To prevent the Florida debacle from repeating, Congress passed the Help America Vote Act in 2002. The law required states to upgrade their voting machines. Voting machines must now warn voters and give them an opportunity to correct their ballot if they determined there was an “overvote,” the invalid selection of more than one candidate, on the ballot.

This technological fix was supposed to make these kinds of lost votes a thing of the past. Although there is no reliable nationwide data on the number of overvotes in recent elections, it is likely that the voting-machine changes mandated by HAVA have substantially reduced overvoting.
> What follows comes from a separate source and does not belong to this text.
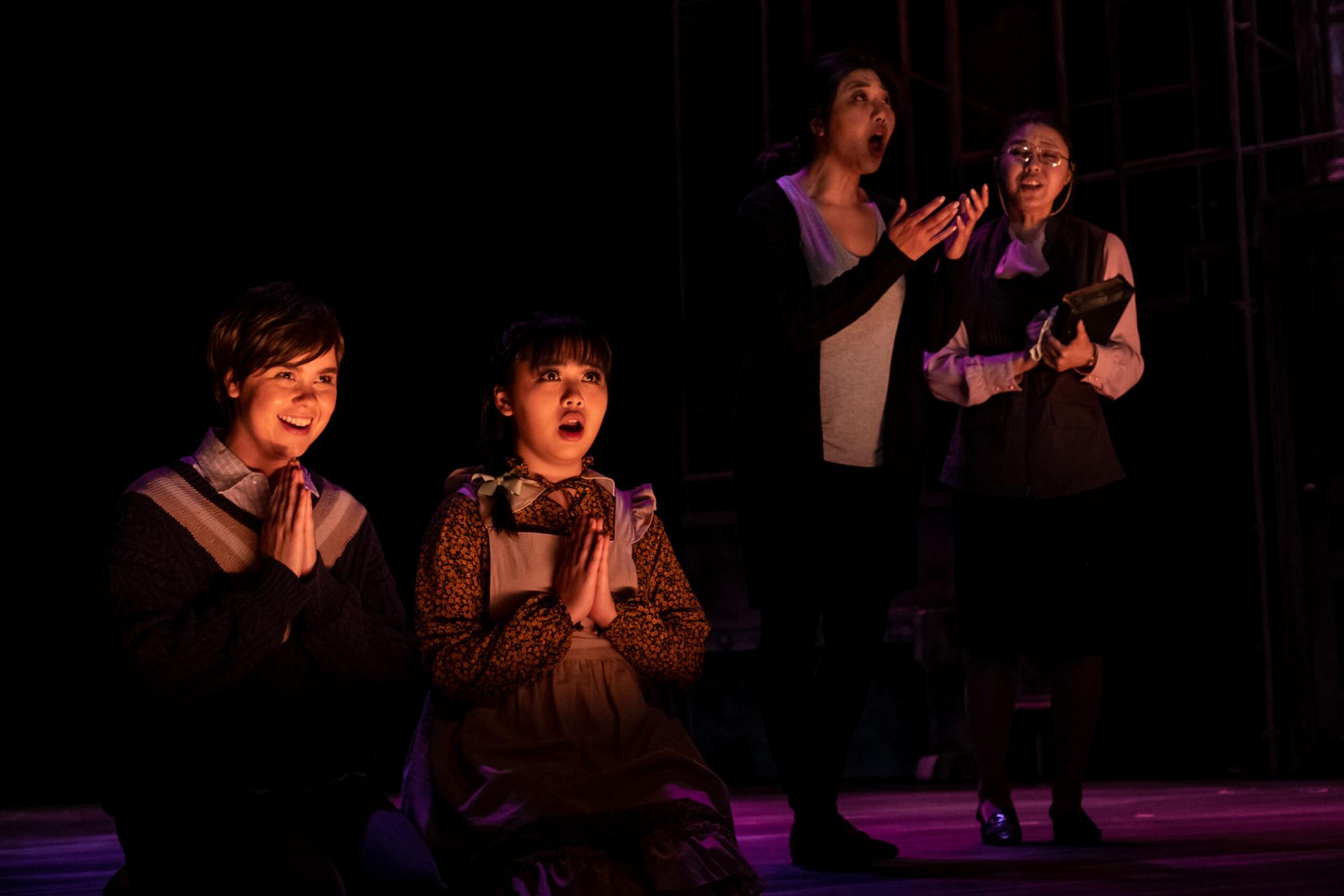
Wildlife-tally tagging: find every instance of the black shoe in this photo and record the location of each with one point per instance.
(1001, 828)
(830, 843)
(1073, 828)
But the HAVA requirements haven’t been enough to prevent votes from being lost — sometimes in staggering numbers — in recent elections. There were 60,000 lost votes in New York’s 2010 general election. Several counties in Ohio saw more than one in every 200 votes for governor voided as overvotes in 2010. The problem has even reared its ugly head again in Florida. In just 13 Florida counties in 2008, 17,500 votes for president were discarded as overvotes; advocates blamed inadequate overvote protections on the voting systems in those counties.
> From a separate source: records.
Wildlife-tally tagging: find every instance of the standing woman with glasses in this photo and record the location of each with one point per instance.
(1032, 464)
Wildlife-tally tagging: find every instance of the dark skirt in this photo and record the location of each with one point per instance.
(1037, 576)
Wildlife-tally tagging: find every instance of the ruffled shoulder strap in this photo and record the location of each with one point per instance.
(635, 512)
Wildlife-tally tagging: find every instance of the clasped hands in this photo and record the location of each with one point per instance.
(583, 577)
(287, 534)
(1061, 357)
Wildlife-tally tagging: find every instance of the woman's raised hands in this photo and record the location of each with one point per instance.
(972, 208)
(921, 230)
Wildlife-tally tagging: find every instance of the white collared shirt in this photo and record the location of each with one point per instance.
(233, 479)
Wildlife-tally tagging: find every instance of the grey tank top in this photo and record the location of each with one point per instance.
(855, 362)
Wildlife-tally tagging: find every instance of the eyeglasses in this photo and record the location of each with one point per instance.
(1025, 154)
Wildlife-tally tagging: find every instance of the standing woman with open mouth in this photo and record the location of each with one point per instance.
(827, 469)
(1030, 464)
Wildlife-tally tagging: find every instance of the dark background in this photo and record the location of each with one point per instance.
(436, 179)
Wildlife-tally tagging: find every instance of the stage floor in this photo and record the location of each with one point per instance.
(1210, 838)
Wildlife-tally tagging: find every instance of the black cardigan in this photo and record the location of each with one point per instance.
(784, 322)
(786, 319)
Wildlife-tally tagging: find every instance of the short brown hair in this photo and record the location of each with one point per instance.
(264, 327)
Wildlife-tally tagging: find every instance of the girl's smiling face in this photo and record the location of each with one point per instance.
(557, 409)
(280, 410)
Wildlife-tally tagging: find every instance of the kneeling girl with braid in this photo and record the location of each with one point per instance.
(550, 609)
We often see these kinds of lost votes in poor urban communities: In East St. Louis County, Ill., 1.37 percent of all votes for president didn’t count in 2008. But rural communities are also affected: In Chicot County, Ark., 1.36 percent of all votes cast for president were not counted in 2008.
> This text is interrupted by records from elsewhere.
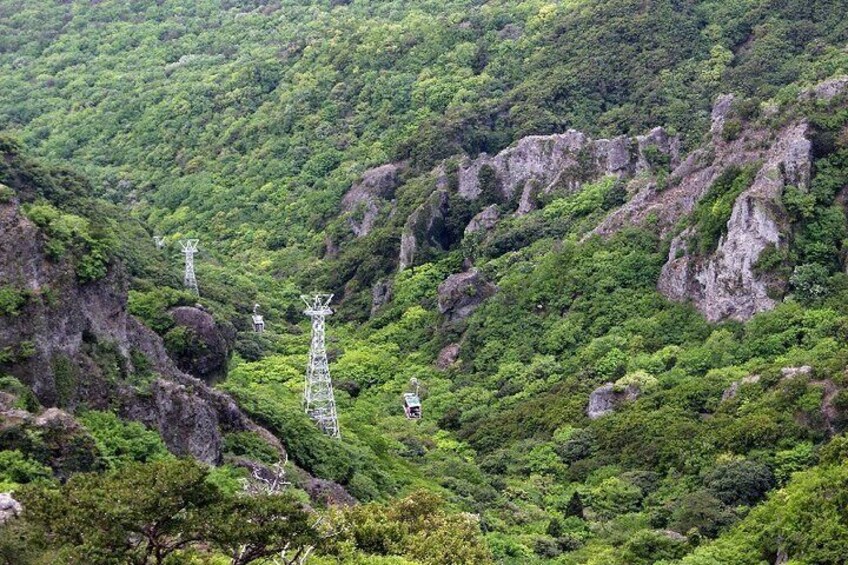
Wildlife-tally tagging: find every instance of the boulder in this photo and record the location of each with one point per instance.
(826, 90)
(425, 227)
(381, 293)
(606, 398)
(460, 294)
(367, 198)
(9, 507)
(792, 372)
(731, 391)
(485, 220)
(205, 352)
(724, 284)
(538, 164)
Part of the problem in these locations has been that when voting machines give voters the opportunity to correct their invalid ballots, the message shown on the screen is extremely confusing. In Florida and New York, for instance, the message told voters only that they had “overvoted” without telling them what that meant or that their votes would not count if the ballot wasn’t corrected.

But even a clearer warning message will not entirely prevent lost votes. As long as machines accept overvoted ballots, citizens will continue to lose their votes. There is an obvious solution, of course: Voting machines can automatically reject overvoted ballots, forcing the voter to correct them. This is done in many states, including California, New Mexico, Hawaii and Wisconsin. But other states have balked at the idea, suggesting that the change could inconvenience voters and poll workers.

That hesitance reflects a move nationally away from the kind of overvote protections mandated for polling place voting machines by HAVA. The starkest example is the move to vote by mail. Twenty-seven states now have “no-fault” absentee voting, allowing voters to obtain an absentee ballot without an excuse. State elections in Oregon and Washington state are now entirely conducted by mail.